As traffic and data types proliferate across the network, IT planners and administrators must find new ways to...
improve traffic efficiency to preserve application performance and maintain acceptable user-experience levels. Modern network adapters now provide an array of enhancements designed for that exact purpose when they're used with operating systems such as Windows Server 2012 R2.
As with most new technologies, network performance enhancements should be approached in a systematic manner -- often starting in a controlled lab environment -- to gain experience in deployment and management.
Kernel-mode remote DMA
Direct memory access (DMA) is actually an old idea of moving data from one point in memory to another with far less intervention from the operating system or higher levels of the software stack.
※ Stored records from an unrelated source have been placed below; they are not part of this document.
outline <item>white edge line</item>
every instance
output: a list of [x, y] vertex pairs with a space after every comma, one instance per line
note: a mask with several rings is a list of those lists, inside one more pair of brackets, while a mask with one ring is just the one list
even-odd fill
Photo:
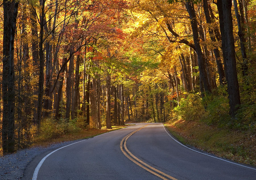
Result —
[[[108, 133], [110, 132], [113, 132], [114, 131], [118, 131], [118, 130], [120, 130], [122, 129], [123, 129], [123, 128], [121, 128], [121, 129], [118, 129], [117, 130], [114, 130], [113, 131], [110, 131], [109, 132], [107, 132], [105, 133], [103, 133], [102, 134], [100, 134], [99, 135], [96, 135], [96, 136], [94, 136], [93, 137], [97, 137], [98, 136], [99, 136], [100, 135], [101, 135], [103, 134], [106, 134], [107, 133]], [[35, 169], [35, 171], [34, 171], [34, 173], [33, 174], [33, 177], [32, 177], [32, 179], [33, 180], [36, 180], [37, 179], [37, 175], [38, 175], [38, 173], [39, 172], [39, 170], [40, 169], [40, 168], [41, 167], [41, 166], [42, 166], [42, 164], [43, 164], [43, 163], [44, 163], [44, 162], [46, 158], [47, 157], [50, 156], [51, 154], [52, 154], [53, 153], [56, 152], [58, 150], [59, 150], [61, 149], [62, 149], [63, 148], [64, 148], [64, 147], [67, 147], [67, 146], [70, 146], [70, 145], [72, 145], [74, 144], [75, 144], [76, 143], [79, 143], [80, 142], [82, 142], [82, 141], [85, 141], [85, 140], [87, 140], [88, 139], [84, 139], [83, 140], [82, 140], [81, 141], [78, 141], [77, 142], [76, 142], [75, 143], [72, 143], [72, 144], [69, 144], [68, 145], [67, 145], [66, 146], [63, 146], [63, 147], [61, 147], [60, 148], [58, 149], [57, 149], [55, 150], [54, 151], [52, 151], [47, 155], [45, 156], [43, 158], [40, 162], [39, 162], [39, 163], [37, 165], [37, 166], [36, 166], [36, 169]]]
[[170, 134], [168, 133], [167, 132], [167, 131], [166, 130], [166, 128], [164, 126], [164, 125], [162, 124], [162, 125], [163, 125], [163, 127], [164, 128], [164, 130], [165, 131], [165, 132], [166, 132], [166, 133], [167, 133], [168, 134], [168, 135], [169, 135], [169, 136], [170, 136], [170, 137], [171, 137], [171, 138], [172, 138], [172, 139], [173, 139], [177, 143], [178, 143], [179, 144], [181, 145], [182, 146], [184, 146], [185, 147], [186, 147], [186, 148], [187, 148], [188, 149], [190, 149], [190, 150], [192, 150], [192, 151], [195, 151], [195, 152], [197, 152], [197, 153], [200, 153], [200, 154], [204, 154], [204, 155], [206, 155], [207, 156], [210, 156], [210, 157], [211, 157], [213, 158], [216, 158], [216, 159], [219, 159], [220, 160], [221, 160], [222, 161], [226, 161], [226, 162], [229, 162], [230, 163], [231, 163], [232, 164], [236, 164], [237, 165], [238, 165], [238, 166], [243, 166], [243, 167], [244, 167], [245, 168], [249, 168], [249, 169], [253, 169], [253, 170], [256, 170], [256, 168], [251, 168], [251, 167], [249, 167], [247, 166], [244, 166], [243, 165], [242, 165], [242, 164], [238, 164], [237, 163], [236, 163], [235, 162], [233, 162], [230, 161], [228, 161], [228, 160], [225, 160], [225, 159], [221, 159], [221, 158], [218, 158], [216, 157], [215, 157], [214, 156], [211, 156], [211, 155], [209, 155], [209, 154], [205, 154], [203, 153], [201, 153], [201, 152], [200, 152], [199, 151], [196, 151], [195, 150], [194, 150], [194, 149], [191, 149], [191, 148], [189, 148], [188, 147], [184, 145], [183, 144], [180, 143], [178, 141], [177, 141], [177, 140], [176, 140], [174, 138], [172, 137], [172, 136]]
But DMA's low reliance on software has also had a profound impact on network efficiency. The introduction of remote DMA (RDMA) technology to network devices enables direct data moves between two different servers with minimal involvement of either system's software stack. Instead, the NIC hardware handles the transfers internally.
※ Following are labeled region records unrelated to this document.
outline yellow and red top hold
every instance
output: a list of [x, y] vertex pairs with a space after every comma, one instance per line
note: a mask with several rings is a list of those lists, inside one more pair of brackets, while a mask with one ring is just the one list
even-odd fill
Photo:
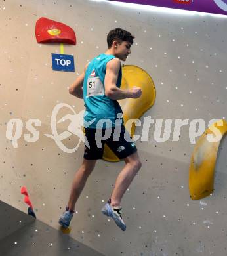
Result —
[[36, 22], [35, 36], [39, 43], [64, 43], [76, 45], [75, 33], [72, 28], [43, 17]]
The latest iteration of DMA locates light DMA code directly in the Windows Server 2012 R2 kernel; this is called kernel-mode remote DMA (kRDMA). This allows applications to communicate almost directly with the computer's network hardware for better workload performance and lower latency. KRDMA functionality is a relatively new addition to the network adapter feature set and will require a NIC that expressly supports the feature, sometimes called an RDMA-enabled NIC or RNIC.
Receive segment coalescing
Each packet the traditional NIC receives requires CPU intervention to strip the frame from the underlying data segment and then move the data segment to a buffer. The CPU has to unravel each piece of data and pass each data piece up the software stack to the application that needs it. It works, but heavy CPU demand, especially for receive-intensive network applications, can limit the server's scalability.
Receive segment coalescing (RSC) is a type of offload technology Windows Server 2012 R2 supports. It uses the NIC to strip data from each incoming packet and combine or coalesce received segments into a single larger packet. The NIC then sends the coalesced packet to the application. The net result is that the CPU requires far less receive-side intervention, allowing the CPU to work on more productive tasks and support greater scalability in the server.
RSC requires an RSC-capable network adapter card. In virtualized environments, the NIC should also support single-root I/O virtualization, or SR-IOV. Unfortunately, RSC does not handle IPsec encrypted traffic or non-transmission control protocol (TCP) protocols.
Remember that RSC is designed to support the receive-side of network traffic, so it has no effect on outgoing network traffic. It won't help Web servers or other transmit-intensive applications. However, a complementary technology such as large send offload, or LSO, can boost efficiency in the server's outgoing network traffic.
TCP loopback optimization
The TCP is verbose, so it relies heavily on handshakes between sending and receiving points to ensure proper communication. Network applications rely on TCP to communicate on the open network, and many applications also use TCP loopback to ensure the reliability of communication between processes on the same server; this is called interprocess communication, or IPC. In spite of TCP's benefits, such handshaking can add latency or limit the performance of enterprise applications, especially when they're interoperating with other processes on the same server.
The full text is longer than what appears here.